The Melbourne to Warrnambool has had a long association with Radio 3YB now ACE Radio 3YB. For 42 concessive years the team from YB have relayed the story as each years race has unfolded. From Panmure to the finish they provide an on the spot broadcast of the race, its tactics, its challenges and the excitement that bring thousands of people to cheer on route and at the finish line. This live radio coverage is one of the wonderful traditions of the Melbourne to Warrnambool Cycling Classic.
Cyclists from all over Australia and now some from overseas place the ‘Warrny’ on their ‘must do’ events. Not to win but to finish.
Each finisher in the allotted time receives a ‘Time Medallion’ presented by the Warrnambool City Council in recognition of their effort. To cyclists this ‘Time Medallion’ is a treasured trophy.

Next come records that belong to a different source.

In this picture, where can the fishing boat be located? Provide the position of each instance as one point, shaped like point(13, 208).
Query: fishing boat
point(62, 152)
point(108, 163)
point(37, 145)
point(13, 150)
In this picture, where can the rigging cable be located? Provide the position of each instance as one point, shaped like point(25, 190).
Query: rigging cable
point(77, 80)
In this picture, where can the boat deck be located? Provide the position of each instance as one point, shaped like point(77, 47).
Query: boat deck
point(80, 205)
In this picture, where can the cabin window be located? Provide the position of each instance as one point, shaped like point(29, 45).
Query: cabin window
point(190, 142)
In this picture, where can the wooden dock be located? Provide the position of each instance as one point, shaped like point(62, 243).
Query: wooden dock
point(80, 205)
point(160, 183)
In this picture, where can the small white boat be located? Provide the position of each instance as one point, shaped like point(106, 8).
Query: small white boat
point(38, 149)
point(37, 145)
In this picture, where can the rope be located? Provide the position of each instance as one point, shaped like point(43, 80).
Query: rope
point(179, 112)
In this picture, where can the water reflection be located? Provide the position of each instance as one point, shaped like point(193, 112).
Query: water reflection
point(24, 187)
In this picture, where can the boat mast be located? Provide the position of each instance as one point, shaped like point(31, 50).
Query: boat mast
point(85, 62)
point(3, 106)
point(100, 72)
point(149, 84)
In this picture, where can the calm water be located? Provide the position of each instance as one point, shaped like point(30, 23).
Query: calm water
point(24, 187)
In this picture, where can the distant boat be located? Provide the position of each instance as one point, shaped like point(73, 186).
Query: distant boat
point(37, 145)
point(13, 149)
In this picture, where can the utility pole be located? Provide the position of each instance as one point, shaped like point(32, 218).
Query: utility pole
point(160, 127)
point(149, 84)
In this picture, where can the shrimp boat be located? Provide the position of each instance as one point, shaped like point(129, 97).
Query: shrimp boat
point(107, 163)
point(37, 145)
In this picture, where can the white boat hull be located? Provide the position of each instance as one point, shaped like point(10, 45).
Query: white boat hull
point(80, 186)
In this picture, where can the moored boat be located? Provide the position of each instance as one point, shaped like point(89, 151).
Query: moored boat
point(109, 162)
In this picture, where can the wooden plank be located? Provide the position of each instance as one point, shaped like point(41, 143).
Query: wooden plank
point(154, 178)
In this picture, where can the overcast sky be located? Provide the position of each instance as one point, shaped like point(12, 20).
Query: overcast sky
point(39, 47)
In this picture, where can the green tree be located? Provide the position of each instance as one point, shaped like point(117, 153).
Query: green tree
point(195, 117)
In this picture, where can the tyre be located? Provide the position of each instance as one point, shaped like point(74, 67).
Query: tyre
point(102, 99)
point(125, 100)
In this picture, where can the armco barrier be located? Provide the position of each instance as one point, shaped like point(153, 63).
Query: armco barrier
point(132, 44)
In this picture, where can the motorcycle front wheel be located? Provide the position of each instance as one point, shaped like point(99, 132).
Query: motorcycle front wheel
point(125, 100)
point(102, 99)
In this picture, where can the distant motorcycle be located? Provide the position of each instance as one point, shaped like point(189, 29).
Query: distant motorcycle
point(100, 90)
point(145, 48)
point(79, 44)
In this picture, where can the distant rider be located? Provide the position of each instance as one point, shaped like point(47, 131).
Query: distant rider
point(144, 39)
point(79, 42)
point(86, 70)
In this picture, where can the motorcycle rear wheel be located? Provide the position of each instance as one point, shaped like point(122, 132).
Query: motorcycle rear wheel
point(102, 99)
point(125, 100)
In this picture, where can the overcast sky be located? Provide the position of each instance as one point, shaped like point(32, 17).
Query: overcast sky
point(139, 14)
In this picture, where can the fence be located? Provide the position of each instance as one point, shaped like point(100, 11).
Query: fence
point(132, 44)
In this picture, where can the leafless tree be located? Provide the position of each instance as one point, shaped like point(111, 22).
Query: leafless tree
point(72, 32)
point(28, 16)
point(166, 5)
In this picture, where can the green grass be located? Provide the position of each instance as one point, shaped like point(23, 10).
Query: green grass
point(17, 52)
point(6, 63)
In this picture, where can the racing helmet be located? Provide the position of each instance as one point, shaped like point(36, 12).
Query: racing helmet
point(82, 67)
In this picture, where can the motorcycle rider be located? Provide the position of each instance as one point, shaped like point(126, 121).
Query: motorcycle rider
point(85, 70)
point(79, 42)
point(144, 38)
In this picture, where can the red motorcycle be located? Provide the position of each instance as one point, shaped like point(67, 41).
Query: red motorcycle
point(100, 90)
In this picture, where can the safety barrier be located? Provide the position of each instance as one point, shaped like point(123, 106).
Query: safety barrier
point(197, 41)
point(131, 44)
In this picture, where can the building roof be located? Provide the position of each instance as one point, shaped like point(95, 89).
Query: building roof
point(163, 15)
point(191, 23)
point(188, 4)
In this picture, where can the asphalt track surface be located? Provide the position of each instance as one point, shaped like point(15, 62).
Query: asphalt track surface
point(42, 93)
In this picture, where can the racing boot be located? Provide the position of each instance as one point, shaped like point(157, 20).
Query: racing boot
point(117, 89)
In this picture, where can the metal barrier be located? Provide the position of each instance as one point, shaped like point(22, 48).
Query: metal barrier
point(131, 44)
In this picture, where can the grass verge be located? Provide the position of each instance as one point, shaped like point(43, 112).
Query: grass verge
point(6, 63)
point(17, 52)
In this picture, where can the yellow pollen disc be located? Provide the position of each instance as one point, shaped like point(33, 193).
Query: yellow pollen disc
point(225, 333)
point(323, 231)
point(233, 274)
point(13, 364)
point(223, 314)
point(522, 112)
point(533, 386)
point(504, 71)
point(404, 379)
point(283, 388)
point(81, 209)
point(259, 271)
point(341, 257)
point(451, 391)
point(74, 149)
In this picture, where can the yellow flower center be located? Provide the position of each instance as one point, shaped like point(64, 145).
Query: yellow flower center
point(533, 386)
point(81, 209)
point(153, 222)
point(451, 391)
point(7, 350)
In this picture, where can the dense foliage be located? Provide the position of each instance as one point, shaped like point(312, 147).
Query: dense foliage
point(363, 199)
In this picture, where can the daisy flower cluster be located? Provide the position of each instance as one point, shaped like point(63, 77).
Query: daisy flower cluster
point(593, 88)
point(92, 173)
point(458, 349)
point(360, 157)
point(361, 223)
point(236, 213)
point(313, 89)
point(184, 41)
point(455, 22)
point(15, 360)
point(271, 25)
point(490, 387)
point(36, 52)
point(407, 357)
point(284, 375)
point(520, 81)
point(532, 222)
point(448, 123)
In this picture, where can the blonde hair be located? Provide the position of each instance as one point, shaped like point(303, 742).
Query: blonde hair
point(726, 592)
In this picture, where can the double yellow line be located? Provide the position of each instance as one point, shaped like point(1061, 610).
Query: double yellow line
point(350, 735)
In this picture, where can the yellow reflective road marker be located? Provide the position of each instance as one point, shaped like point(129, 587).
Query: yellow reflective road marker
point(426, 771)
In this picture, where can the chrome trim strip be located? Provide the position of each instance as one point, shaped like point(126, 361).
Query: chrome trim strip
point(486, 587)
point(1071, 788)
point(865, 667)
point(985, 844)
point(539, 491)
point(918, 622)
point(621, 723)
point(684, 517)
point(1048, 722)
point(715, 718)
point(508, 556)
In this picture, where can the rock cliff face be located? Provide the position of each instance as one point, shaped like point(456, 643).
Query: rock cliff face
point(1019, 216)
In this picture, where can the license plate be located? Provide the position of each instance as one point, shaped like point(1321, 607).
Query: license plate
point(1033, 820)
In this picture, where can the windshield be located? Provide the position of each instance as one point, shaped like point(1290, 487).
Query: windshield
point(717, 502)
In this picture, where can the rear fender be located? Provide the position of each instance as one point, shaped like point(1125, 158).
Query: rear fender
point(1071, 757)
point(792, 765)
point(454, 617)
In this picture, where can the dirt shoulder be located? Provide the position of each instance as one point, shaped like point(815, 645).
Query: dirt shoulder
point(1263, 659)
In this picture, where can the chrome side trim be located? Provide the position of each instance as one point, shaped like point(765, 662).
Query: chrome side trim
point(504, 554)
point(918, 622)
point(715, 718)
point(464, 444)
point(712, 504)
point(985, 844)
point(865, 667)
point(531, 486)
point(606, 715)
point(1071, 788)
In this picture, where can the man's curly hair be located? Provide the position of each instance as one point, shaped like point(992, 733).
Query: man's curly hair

Traditionally the Melbourne to Warrnambool captures the imagination of spectators along the route, which this year commenced at Altona and makes its way through the hills of Ceres and through the many cities and towns along the Princes Highway to Warrnambool.
Olympic representative Dean Woods holds the record time for the race of 5 hours and 12 minutes in 1990.
For the Classic’s centenary in 1995 a monument was erected in the race’s honour, unveiled by cycling’s great Sir Hubert Opperman. This is a monument to all the winners over its long history and is situated at the finish line on Raglan Parade. In 2001 an honour board was erected to acknowledge the many volunteers who worked tirelessly to ensure the longevity of the Melbourne to Warrnambool Cycling Classic.
Over the race’s history the financial struggle to run the race has not abated. Prize money, other race expenses and the desire to present a carnival atmosphere for the riders and spectators at the finish provide the organising committee with ongoing challenges.
The Warrnambool City Council has over the years made a financial and inkind commitment to the Classic. This contribution has been vital to the survival of the race. The Classic has had a number of major sponsors over its long history. TABCORP through its three Warrnambool Tabaret Venues, the Whalers Inn, the Warrnambool Bowls Club and the Warrnambool Football Club joined the Classic as a Supporting Sponsor in 2000, increased their commitment in 2001 to become the naming sponsors of the Classic. The ‘Tabaret Melbourne to Warrnambool Cycling Classic’. In 2002 TABCORP and the Tabaret Venues made a further commitment to the Classic. They increased their financial and professional involvement and committed to the major sponsorship until 2004. This has been a major boost for the Classic.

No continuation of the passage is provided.